One result of the Iraq war has been the commonplace assertion that western intelligence can’t be trusted. Agencies collect information which is unreliable and open to manipulation by political leaders bent on war.
When it was established that Saddam’s regime did not possess weapons of mass destruction, many critics of George Bush and Tony Blair reminded us that the UN’s own weapons inspectors never provided any grounds to think otherwise (actually, they didn’t provide a definitive assessment either way - and that ambiguity was deliberately stoked by the Ba’athists.) Now, when Iran is under the spotlight, a similar ambiguity prevails, although this time the UN agency in question, the IAEA, sounds decidedly uncomfortable. Their latest report suggests that Iran just might be building a nuclear weapon:
Iran has steadfastly blocked a U.N. investigation into allegations it tried to make nuclear arms and the probe is now deadlocked, the International Atomic Energy Agency said Monday.
The conclusion was contained in an IAEA report released to 35-nation IAEA board and the U.N. Security Council, which has already imposed three sets of sanctions on Iran over its nuclear defiance.
“We’ve arrived at a gridlock,” said a senior U.N. official, describing the document as “a progress report without progress.” He demanded anonymity because he was not authorized to discuss the restricted report, made available to The Associated Press.
Since its last report in May, “the agency … has not been able to make any substantive progress,” the IAEA report said, calling the impasse a matter of “serious concern.”
The document said Iran has now amassed a third of the amount of enriched uranium it could reprocess into the material for the fissile core of a nuclear weapon.
And then:
Ali-Ashgar Soltanieh, Iran’s chief delegate to the IAEA, asserted there was nothing for the agency to investigate as far as weapons programs were concerned.
“The Americans did a lousy job with the CIA and associated terrorist groups that work with them,” he told the AP, alluding to Iranian claims that the American intelligence pointing to past Iranian weapons programs was forged.
However, this time - make careful note - it’s the IAEA which is challenging this hogwash:
The report confirmed Iran continues to expand its uranium enrichment program in defiance of the three sets of U.N. sanctions.
The document said Iran was now either fully or partially operating nearly 4,000 centrifuges at its cavernous underground facility at Natanz.

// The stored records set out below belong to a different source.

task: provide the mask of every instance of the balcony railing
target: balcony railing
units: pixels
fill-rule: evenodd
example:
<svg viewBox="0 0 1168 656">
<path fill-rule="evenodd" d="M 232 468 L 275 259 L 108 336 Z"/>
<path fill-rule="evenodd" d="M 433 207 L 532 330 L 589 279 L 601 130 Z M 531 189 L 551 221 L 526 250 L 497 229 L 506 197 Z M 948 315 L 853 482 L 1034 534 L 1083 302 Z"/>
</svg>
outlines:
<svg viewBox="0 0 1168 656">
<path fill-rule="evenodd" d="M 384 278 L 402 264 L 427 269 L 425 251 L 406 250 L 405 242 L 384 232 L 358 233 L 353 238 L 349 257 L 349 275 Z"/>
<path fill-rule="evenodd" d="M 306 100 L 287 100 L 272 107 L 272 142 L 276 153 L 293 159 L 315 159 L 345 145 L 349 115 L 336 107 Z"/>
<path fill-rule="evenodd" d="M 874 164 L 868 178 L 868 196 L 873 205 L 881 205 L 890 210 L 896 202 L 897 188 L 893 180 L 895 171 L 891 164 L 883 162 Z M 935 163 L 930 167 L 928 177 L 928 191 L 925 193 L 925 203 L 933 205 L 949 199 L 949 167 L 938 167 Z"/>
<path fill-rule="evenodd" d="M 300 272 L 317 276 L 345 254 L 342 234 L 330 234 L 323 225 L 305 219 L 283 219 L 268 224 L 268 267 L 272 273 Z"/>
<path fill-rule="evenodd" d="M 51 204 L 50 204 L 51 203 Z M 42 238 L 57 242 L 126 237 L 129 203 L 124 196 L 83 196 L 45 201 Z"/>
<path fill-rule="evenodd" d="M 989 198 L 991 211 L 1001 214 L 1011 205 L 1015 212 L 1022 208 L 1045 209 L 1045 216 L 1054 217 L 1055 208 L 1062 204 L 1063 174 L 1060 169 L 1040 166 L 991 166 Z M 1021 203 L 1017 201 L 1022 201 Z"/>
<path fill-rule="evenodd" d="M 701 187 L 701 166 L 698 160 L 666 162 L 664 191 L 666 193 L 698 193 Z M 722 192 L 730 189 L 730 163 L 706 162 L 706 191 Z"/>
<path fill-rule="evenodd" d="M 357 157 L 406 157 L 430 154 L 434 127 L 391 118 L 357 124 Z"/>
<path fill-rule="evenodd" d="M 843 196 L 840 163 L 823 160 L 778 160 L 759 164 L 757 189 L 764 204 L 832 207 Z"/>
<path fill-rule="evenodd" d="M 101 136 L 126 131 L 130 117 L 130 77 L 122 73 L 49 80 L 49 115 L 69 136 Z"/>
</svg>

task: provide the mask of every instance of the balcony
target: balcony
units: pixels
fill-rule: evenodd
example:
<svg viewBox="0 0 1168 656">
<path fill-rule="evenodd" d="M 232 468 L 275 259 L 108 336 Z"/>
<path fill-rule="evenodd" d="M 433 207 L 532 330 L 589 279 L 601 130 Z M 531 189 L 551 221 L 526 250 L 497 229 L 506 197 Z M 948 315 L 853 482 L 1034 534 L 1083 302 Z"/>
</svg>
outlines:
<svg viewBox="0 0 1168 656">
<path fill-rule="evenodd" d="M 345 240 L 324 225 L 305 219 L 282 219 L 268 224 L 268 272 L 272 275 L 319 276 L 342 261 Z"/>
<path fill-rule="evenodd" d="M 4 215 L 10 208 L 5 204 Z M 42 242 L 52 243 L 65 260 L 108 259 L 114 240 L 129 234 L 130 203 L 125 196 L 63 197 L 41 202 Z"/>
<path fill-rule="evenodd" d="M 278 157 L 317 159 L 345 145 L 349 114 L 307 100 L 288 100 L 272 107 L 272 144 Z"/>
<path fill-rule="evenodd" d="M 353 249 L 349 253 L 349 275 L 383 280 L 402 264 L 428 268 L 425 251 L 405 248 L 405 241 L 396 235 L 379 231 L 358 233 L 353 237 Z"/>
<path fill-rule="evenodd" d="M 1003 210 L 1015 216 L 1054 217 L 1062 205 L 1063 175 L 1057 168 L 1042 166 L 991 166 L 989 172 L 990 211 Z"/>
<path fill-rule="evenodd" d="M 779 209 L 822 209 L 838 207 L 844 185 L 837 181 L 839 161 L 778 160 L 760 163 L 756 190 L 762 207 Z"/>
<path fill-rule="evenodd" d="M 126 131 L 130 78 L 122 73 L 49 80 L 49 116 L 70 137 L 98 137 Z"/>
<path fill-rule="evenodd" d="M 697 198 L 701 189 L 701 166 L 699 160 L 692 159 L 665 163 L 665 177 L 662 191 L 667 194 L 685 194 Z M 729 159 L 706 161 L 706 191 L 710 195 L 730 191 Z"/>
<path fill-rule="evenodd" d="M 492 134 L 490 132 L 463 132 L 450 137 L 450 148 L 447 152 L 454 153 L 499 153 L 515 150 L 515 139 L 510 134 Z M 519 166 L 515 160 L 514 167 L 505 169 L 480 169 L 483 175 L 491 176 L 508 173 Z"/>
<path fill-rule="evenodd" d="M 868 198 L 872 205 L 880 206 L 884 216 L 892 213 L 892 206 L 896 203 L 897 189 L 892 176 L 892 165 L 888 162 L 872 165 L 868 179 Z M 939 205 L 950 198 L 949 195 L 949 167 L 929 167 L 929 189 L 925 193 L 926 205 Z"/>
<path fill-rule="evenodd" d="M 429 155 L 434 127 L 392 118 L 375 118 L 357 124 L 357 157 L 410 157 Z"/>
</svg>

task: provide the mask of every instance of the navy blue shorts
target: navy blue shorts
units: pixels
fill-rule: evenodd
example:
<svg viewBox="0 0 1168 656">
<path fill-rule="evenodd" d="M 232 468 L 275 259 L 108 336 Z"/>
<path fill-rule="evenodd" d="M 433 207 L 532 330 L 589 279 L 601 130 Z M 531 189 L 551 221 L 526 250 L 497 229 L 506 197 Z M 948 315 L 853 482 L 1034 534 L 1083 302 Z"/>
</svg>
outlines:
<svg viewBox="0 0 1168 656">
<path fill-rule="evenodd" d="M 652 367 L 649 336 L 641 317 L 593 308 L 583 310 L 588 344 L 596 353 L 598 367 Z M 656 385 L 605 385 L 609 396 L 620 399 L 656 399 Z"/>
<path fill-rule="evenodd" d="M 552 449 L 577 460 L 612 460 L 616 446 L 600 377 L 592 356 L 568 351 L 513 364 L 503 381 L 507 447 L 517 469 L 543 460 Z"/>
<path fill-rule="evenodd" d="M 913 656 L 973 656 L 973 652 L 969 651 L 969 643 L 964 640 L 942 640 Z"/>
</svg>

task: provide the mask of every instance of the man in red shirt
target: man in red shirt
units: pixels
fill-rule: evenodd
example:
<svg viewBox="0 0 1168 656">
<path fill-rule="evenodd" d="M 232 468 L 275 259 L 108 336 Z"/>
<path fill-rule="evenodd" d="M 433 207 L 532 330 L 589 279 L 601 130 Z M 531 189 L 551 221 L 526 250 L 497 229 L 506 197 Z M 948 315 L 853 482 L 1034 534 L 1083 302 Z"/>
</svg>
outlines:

Beyond those machines, which spin uranium gas into enriched uranium, it was testing 12 more advanced prototypes at its above-ground experimental site at Natanz, a city about 300 miles south of Tehran.
To date, Iran had produced about 1,000 pounds of low enriched uranium suitable for nuclear fuel, said the report. Asked to put that figure into context, U.N. officials said Iran would need three times that amount to be begin the process of enriching to the level needed to produce a nuclear weapon.
Running smoothly, 3,000 centrifuges could produce enough nuclear material for a bomb within 18 months.
Iran’s refusal to end enrichment has been the main trigger for sanctions and continues to be the overriding concern for the United States and others who suspect the program is aimed at making weapons.
If Iran continues to block investigators, the IAEA “will not be able to provide credible assurance about the absence of undeclared nuclear material and activities in Iran,” said the report.
There is no reason to believe that Iran will agree to transparency any time soon. Meanwhile, there is every reason to believe that Iran’s strategic ambiguity cannot be sustained indefinitely to ward off a pre-emptive strike.